In Year Two, Milwaukee Bucks’ Fiserv Forum Is in the IP Game Early

Highly flexible video-production environment produces vivid in-venue visuals

The closure of the BMO Harris Bradley Center, home of the NBA’s Milwaukee Bucks since it opened in 1988, elicited more fond farewells from both fans and players than some sports venues. But it was definitely time for a change: 30 years old when the team ended its 2017-18 season there, the facility was far creakier than the typical basketball arena, at an average age of 11.4 years, according to a Minnesota State University study.

Fiserv Forum’s 24-display videoboard is part of 52-display “super-system” featuring more than 16 million LEDs.

The flagship feature of its replacement, the 17,500-seat Fiserve Forum, which opened in August 2018, reflects how much sports events have come to rely on vivid in-venue visuals. The NBA’s largest-of-its-kind centerhung scoreboard, a 24-display behemoth providing 3,922 sq. ft. of video display, covers more than three-fourths of the court below. It’s part of a 52-display “super-system” featuring more than 16 million LEDs, including additional outdoor displays, all fabricated by Daktronics.

Into (ST) 2110 in 2018
A year on, with the Bucks beginning their second season in the arena, the central scoreboard is still breathtaking, but it also reveals how quickly media-technology standards evolve and how those who implement them have to be aware of that, even with relentless demand to keep venues on the cutting edge.

When venue-systems designer WJHW and CAA/ICON, the new venue’s strategic-management consulting firm, approached AV-systems integrator Comprehensive Technical Group about developing a solution based on the SMPTE 2110 IP standard, that standard was still a work in progress. For instance, there were no monitors with IP inputs compatible with the SMPTE 2110-20 standard for uncompressed video over IP. So CTG moved forward with a hybrid-IP infrastructure. However, all the routing in the Fiserv Forum is IP, and 3GSDI gateways are used to handle those devices that were not SMPTE 2110-ready when the system was being installed and commissioned.

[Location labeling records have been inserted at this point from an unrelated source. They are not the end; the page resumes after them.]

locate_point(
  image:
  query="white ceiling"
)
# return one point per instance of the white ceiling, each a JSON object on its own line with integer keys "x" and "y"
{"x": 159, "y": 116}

Everything else on the venue’s AV-tech list was equally close to the cutting edge. CTG partnered with Imagine Communications to provide the SDNO core routing system and EPIC multiviewers, with EVS for XT4K 1080p and super-slo-mo replay system with XS4K playback servers, and with Ross Video for Acuity and Carbonite switchers and six channels of Xpression live-graphics and playout systems.

Opened in 2018, Milwaukee’s Fiserv Forum features all-IP routing.

The Carbonite switchers are deployed for subswitching sources to destinations, and the six channels of Xpression CG live-graphics and playout systems provide stunning 1080p 3G content to the Daktronics displays.

The EVS XT4K units are the replay system for showing game action captured by the Grass Valley LDX 86 HiSpeed 3X for the best camera angles for the play involved. The XS4K units record the production’s primary program, in addition to postgame interviews, and are also used for clip and motion-graphic playback during the game.

Image Video’s TSI-4000 Control System also assists with multiviewers and tally.

Worth the Risk
It might have seemed somewhat speculative at the time, given how rapidly IP standards were evolving. It turned out well, however, according to the Bucks.

“I’m glad we took the risk and went with the SMPTE 2110 IP video system,” says Johnny Watson, director, live programming and entertainment, Milwaukee Bucks. “We have had a lot of other teams come to visit and see our facility, and they are blown away by the fact that we are all-IP.”

(The Bucks’ fans apparently feel the same way.)

The Fiserv Forum’s video is an accomplishment on a number of levels — literally. “One of our biggest victories was to get a control room not in a bunker on the Event Level [and] to have it in a location with a view of the bowl. Our view is outstanding,” notes Watson. “Our sightlines are amazing to be able to produce the show, and it’s great that we have the audio guys there as well. When we open our windows, you can feel the vibe in the building, which helps us a lot on game night.”

There is a lot of technology to help build exciting in-house productions during the games, including seven Grass Valley LDX86 POV cameras, which are used in reverse, game, and slash positions; two on-court handhelds; six channels of Ross Xpression; and a Wave Central wireless system. Besides the videoboards, the venue has more than 800 television sets, all managed from the control room. Direct camera feeds are shared with broadcast trucks. It’s a toolkit that Watson says can create an in-venue experience that equals what fans can see at home and underscores what sports coverage can be.

“What we were looking to accomplish was basically to take our presentation beyond what was possible in our old facility,” he explains. “My philosophy is that you want the board to be impactful with a live feed of incredible image quality, not only game action but also crowd shots. Just having the number of screens that we have allows us to do some unique content that the fans can use throughout the game. That was really important to us.

“I think all of those things combined into a fantastic design,” he continues, “and we are still developing new concepts and working to constantly improve what we do with it. It seems like we still have a way to go to utilize the total capability of the system, but that’s the beauty of this whole process: to learn and to grow and to see what we can unleash with these capabilities.”